Pusi Esai, Ketidakadilan Sosial, Kultur Pop, dan Ibu Kota Baru
- Penulis : Dimas Anugerah Wicaksono
- Senin, 12 Desember 2022 09:34 WIB
Oleh Jamal D. Rahman*
ORBITINDONESIA - Puisi esai pada hakekatnya adalah percobaan seorang ilmuwan sosial. Oleh sebab itu, tidaklah mengherankan jika kepedulian utama Denny JA sang penggagasnya adalah urusan sosial.
Kumpulan puisi esainya yang pertama, yakni Atas Nama Cinta, berisi 5 puisi esai yang kesemuanya mengangkat tema sosial. Kelima tema sosial dalam puisi esainya dapat dirumuskan dalam satu tema utama, yaitu perlawanan terhadap diskriminasi, atau anti diskriminasi.
Selain menulis puisi esai bertemakan anti diskriminasi, Denny JA juga melakukan sejumlah kegiatan dalam menyuarakan anti diskriminasi tersebut.
Baca Juga: Konflik di Maluku 1999/2002 dalam Puisi Esai Denny JA, BIARLAH REBANA DAN TOTOBUANG KEMBALI BERSANDING
Karena Denny JA dedengkot Lembaga Survey, maka tidak mengherankan kalau ia melakukan survey mengenai puisi ketika dia mau terjun ke dunia penulisan puisi.
Hasil dari surveinya adalah sebuah kesimpulan yang memang pada dasarnya sudah lama menjadi tema dan keprihatinan masyarakat sastra, yaitu: sastra, lebih khusus lagi puisi, tidaklah memasyarakat.

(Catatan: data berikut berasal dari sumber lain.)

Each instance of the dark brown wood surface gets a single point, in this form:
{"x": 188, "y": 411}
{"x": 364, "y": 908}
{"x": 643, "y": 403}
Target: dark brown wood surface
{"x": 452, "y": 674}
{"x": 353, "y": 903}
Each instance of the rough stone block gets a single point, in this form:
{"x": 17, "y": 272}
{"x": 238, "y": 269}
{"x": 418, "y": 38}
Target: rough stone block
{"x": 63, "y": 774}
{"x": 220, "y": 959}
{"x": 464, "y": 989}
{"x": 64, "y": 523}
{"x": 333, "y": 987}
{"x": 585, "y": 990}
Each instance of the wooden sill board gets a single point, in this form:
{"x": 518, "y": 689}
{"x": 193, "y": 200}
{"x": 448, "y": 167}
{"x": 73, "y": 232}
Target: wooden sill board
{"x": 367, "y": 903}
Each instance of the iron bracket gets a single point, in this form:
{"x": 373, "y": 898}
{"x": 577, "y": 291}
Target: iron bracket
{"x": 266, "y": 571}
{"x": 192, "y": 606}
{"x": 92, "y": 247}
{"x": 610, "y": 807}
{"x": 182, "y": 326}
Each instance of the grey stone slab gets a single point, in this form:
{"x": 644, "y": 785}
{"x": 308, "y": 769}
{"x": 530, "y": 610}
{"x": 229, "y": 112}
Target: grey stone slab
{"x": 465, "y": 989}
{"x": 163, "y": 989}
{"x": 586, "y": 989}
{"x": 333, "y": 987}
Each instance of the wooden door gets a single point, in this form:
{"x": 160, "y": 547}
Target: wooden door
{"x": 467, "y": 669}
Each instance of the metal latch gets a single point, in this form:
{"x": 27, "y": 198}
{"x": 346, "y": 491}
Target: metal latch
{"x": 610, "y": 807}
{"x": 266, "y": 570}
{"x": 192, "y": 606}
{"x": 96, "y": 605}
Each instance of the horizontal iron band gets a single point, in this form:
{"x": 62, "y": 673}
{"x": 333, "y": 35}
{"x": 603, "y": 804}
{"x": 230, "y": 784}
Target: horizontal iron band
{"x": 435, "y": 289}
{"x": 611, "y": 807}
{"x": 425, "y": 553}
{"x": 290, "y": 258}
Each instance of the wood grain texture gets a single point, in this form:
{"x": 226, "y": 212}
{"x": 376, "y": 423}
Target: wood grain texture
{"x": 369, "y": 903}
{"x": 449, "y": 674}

Padahal, kehidupan sosial politik membutuhkan puisi, dan tidak selalu harus didominasi tabel dan angka. Untuk meminjam ungkapan Denny JA sendiri, saya kutipkan ucapannya:
“Mengapa ruang publik kita memerlukan lebih banyak puisi? Mengapa sebaiknya dalam kehidupan sosial tak hanya didominasi oleh kekuasaan politik dan tabel angka ekonomi, namun juga diwarnai oleh gairah, mimpi, dan keindahan puisi?”